Quantitative research has similarly found that people can better attend to emotional or relevant anecdotal information than statistical information, highlighting the powerful influence of anecdotes on medical decision making.13–15 For example, a meta-analysis of 61 studies found that although statistical evidence was more persuasive than anecdotal evidence overall, this was not the case when the situation had high emotional engagement (e.g., high risk of threat, involved a health issue, or was relevant to the participant). 14 Similarly, a more recent multimethod meta-analysis on anecdotal versus statistical processing in persuasive communication found emotionally resonant written narratives can meaningfully influence intentions even when statistical odds suggest otherwise. 16 For example, a study by Line and colleagues 17 examined the influence of statistical summaries and anecdotes on how participants judged the efficacy of an effective but relatively unknown treatment for chronic headaches (i.e., B12 injections). In 3 experiments, participants either read an anecdote from someone in the trial (treatment was effective or ineffective), summary statistics about the trial, or both and then asked whether they believed the injections to be effective medical treatments. 17 They found that reading an anecdote that the treatment was ineffective reduced participants’ beliefs in the injections, even when they received strong statistical evidence that they were effective. This study 17 and others13,18,19 suggest that a single anecdote can carry substantial weight when making a medical decision.

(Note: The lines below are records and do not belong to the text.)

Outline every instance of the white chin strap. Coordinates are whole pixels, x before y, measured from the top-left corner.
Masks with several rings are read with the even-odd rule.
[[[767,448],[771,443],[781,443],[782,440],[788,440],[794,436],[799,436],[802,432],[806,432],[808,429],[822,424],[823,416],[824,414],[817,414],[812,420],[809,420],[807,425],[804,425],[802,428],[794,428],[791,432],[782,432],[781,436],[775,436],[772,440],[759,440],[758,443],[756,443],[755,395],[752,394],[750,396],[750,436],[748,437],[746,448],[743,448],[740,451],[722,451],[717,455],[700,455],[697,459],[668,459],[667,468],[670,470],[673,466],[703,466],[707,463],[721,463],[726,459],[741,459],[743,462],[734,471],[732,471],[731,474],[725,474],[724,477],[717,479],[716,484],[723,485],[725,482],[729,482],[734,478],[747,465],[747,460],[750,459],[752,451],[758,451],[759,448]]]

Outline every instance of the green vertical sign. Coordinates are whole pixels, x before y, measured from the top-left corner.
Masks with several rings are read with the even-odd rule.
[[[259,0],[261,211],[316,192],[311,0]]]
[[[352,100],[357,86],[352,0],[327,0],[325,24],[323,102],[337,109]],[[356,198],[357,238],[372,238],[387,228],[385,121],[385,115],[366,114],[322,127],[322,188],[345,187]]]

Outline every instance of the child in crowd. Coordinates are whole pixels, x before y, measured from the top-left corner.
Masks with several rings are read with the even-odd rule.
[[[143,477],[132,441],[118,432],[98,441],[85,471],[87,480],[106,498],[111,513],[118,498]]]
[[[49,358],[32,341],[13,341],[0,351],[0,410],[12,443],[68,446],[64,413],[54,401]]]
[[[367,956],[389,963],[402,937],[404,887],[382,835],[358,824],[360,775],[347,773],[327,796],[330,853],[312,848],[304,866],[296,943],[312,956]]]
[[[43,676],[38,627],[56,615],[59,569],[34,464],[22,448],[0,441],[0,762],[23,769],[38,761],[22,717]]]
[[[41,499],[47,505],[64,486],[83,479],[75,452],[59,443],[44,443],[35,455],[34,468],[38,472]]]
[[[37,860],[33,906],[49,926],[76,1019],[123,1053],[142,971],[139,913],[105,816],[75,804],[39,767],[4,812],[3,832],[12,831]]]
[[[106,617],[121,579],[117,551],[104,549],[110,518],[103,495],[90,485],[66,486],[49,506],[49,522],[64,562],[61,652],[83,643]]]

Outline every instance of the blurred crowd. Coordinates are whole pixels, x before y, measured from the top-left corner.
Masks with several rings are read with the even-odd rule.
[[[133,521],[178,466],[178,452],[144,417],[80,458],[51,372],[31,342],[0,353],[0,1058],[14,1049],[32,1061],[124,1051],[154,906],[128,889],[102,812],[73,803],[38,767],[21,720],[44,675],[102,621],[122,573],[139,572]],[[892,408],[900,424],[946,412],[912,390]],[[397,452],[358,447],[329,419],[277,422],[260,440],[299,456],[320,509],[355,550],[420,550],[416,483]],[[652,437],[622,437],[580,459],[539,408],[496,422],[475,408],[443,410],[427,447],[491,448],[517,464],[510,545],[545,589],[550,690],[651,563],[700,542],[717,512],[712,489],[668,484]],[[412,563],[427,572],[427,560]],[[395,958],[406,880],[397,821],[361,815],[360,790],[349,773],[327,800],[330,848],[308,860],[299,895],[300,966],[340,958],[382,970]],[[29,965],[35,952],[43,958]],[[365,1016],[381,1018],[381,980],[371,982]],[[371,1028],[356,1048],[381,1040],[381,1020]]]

Taken together, these findings raise concern about the potential influence of IVF anecdotes of success against the odds on deciding whether to continue IVF treatment. Along with pairing anecdotes with easily understandable statistical evidence, it has been suggested in the context of IVF 11 and more broadly13,17 that balancing anecdotes of success against anecdotes of failure may reduce reliance on anecdotes or their influence in decision making. However, it is unclear whether this would be the case in this context, as it has not been empirically tested. Given the vulnerable position and multifaceted impact of undergoing multiple cycles of IVF, it would not be ethically appropriate to test this in individuals facing this difficult decision. As such, this study aimed to examine the influence of anecdotes on intention to continue IVF treatment after multiple failed cycles using vignettes in a randomized controlled design. Specifically, we hypothesized that participants randomized to an anecdote of IVF success would have higher intention to continue IVF treatment to those shown no anecdote (hypothesis 1). We also hypothesized that pairing an anecdote of IVF success with an anecdote of IVF failure would attenuate this effect, with intention lower in those shown both anecdotes compared with those shown the anecdote of IVF success only (hypothesis 2).
Methods
Design
This online study used a randomized parallel 3-arm design, in which the presence or absence of an anecdote was varied (1] anecdote of IVF success, 2] anecdote of IVF success and IVF failure, or 3] no anecdote), using a balanced allocation ratio. The study is reported according to the Consolidated Standards of Reporting Trials (CONSORT) reporting guideline for randomized clinical trials. 20
Ethics Approval
The University of Sydney Human Research Ethics Committee approved all study methods (2022/211). All participants provided their informed consent. The study was prospectively registered in the Australian New Zealand Clinical Trials Registry (ACTRN12622000576729).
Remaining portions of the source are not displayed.